Giovanni 
              Pico da Mirandola  
            
             
             
              Giovanni Pico da Mirandola 
               
              Giovanni Pico era nato a Mirandola [Modena] nel 
                1463. Morì a Firenze nel 1494. Conte, signore di Mirandola 
                e Concordia, compì gli studi a Ferrara Bologna Pavia Padova, 
                stringendo amicizia con Beroaldo il Vecchio. Studiò le 
                lingue e il pensiero ebraico e arabo. Divenne famoso come 'enfant 
                prodige' grazie alla sua enorme capacità di memoria. Si 
                stabilì a Firenze dove, in buoni rapporti con Lorenzo Medici, 
                si interessò di poesia, platonismo ficiniano, fino alla 
                scoperta dei libri cabbalistici che lo portarono a una visione 
                del mondo fondata sul rapporto mistero- rivelazione.

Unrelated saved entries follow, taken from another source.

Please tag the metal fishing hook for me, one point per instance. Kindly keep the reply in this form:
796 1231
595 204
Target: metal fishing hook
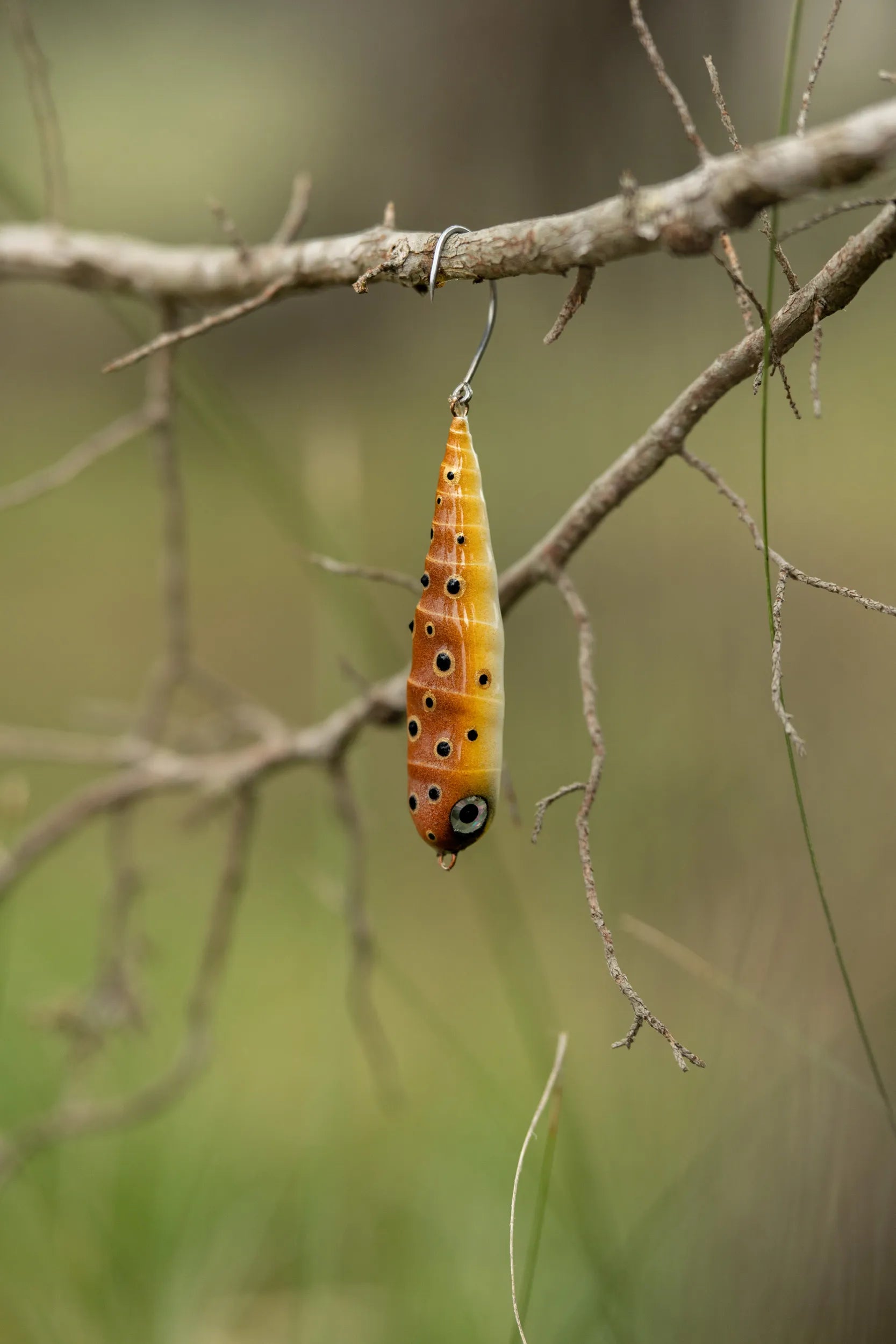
461 396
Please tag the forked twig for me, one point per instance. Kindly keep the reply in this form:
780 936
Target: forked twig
364 571
554 1077
816 66
205 324
589 707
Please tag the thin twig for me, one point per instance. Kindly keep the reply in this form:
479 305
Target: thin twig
229 229
765 221
548 1088
542 807
296 213
589 707
743 514
863 203
77 460
366 1019
816 358
53 156
816 66
574 302
78 1116
364 571
174 667
645 37
777 697
206 324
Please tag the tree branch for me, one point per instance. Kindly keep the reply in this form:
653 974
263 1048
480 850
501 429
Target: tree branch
683 216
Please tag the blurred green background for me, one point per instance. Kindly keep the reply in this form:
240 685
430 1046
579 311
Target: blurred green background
280 1202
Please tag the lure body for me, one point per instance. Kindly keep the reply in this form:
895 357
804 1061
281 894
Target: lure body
456 689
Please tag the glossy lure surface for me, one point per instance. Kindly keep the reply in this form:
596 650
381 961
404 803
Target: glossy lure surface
456 689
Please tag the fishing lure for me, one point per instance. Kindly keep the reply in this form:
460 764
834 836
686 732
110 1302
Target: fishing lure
456 689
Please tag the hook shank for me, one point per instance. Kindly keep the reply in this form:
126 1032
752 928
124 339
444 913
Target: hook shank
462 393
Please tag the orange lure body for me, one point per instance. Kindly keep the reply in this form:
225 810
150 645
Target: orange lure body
456 689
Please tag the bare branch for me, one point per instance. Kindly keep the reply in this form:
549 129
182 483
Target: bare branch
743 514
765 219
296 213
816 356
366 1019
590 710
53 156
206 324
543 804
229 229
830 211
366 571
777 698
554 1078
683 217
645 37
574 302
816 66
77 460
78 1116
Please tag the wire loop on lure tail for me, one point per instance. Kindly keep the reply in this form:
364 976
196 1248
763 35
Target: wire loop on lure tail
456 689
461 396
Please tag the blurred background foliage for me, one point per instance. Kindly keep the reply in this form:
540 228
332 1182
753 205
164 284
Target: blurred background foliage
278 1202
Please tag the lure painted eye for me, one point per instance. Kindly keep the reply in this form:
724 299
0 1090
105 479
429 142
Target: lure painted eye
469 816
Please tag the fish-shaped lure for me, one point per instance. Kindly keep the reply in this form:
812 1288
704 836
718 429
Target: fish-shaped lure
456 689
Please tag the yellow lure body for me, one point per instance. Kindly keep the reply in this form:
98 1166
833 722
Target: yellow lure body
456 689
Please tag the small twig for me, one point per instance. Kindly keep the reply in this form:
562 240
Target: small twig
364 571
175 592
546 1096
743 514
663 76
574 302
366 1019
53 158
777 697
816 66
74 1117
742 287
230 230
865 202
589 707
722 105
296 213
816 358
77 460
765 221
205 324
542 807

Nel corso 
                del 1486 pensò di radunare a Roma, a sue spese, un concilio 
                di dotti impegnati a discutere la possibilità di una mediazione 
                tra le varie scuole filosofiche e religiose. A questo fine pubblicò 
                una serie di tesi, le Conclusioni (Conclusiones, 1486), che dovevano 
                servire da discussione per il convegno. Lo scritto fu condannato 
                dalla chiesa cattolica. Pico si difese con una Apologia. Fu incarcerato, 
                per breve tempo, in Francia, dove aveva cercato rifugio. Tornato 
                a Firenze nel 1488, subì intensamente l'influsso di Savonarola, 
                che aveva forse conosciuto a Ferrara nel 1479. Pico scrisse mediocri 
                Sonetti, stampati in parte nel 1494, in latino e toscano. 

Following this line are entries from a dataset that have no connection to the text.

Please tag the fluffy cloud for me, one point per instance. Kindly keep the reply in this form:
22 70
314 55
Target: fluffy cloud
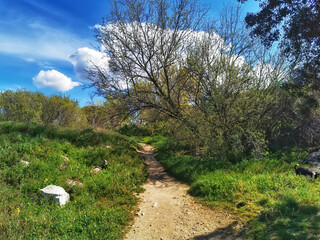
86 59
54 80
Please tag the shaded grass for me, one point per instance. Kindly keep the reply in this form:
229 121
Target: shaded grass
265 193
98 210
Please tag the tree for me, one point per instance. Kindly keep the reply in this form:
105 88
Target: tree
214 80
21 106
296 25
62 111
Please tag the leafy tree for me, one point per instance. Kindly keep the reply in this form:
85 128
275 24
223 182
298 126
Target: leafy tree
215 82
22 105
62 111
296 25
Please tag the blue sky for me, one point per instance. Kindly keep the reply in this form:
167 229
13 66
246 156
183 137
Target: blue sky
37 38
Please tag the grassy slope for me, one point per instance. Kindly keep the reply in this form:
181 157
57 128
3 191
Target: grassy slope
99 210
266 194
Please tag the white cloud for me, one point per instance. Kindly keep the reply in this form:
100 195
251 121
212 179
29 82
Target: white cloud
86 59
54 80
38 40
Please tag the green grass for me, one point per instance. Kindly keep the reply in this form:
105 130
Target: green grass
99 210
265 194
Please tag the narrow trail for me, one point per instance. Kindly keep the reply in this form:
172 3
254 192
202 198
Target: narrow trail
167 212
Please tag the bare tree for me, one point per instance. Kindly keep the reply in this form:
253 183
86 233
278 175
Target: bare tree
165 56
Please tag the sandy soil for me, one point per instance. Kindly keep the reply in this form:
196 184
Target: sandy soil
166 211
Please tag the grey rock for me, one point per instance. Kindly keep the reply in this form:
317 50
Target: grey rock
57 193
313 159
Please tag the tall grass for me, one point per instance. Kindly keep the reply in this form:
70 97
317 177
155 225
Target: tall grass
100 209
265 193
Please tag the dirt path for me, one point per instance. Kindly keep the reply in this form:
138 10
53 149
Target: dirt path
167 212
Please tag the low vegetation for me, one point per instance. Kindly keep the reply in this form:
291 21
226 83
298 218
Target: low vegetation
100 206
264 193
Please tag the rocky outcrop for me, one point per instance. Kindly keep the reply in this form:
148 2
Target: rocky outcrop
64 164
73 182
57 193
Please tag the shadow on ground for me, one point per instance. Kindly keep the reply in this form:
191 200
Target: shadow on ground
228 233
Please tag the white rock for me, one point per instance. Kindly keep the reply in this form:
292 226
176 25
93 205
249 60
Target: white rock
57 193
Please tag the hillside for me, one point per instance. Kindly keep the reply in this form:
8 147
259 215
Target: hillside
100 204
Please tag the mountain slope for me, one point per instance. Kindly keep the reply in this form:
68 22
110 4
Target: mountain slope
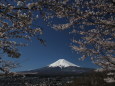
62 63
60 67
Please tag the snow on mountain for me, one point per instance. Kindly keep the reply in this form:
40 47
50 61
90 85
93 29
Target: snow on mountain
62 63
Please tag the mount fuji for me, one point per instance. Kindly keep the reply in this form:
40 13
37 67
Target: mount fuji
60 67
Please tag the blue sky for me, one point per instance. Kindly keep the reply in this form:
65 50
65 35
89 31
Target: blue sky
36 55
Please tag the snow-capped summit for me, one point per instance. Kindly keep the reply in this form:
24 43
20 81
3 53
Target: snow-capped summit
62 63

                Della sua produzione strettamente letteraria restano questi 45 
                sonetti: Pico pare bruciò la sua produzione di liriche 
                amorose di cui aveva raccolto cinque libri, dopo la conversione 
                religiosa, nel 1489. Ciò che è rimasto lo si deve 
                al codice 1543 conservato alla Bibliothèque Nationale di 
                Paris (che contiene anche le "Stanze" di Poliziano). 
                Nei sonetti Pico si mostra più attento all'arte che all'ispirazione. 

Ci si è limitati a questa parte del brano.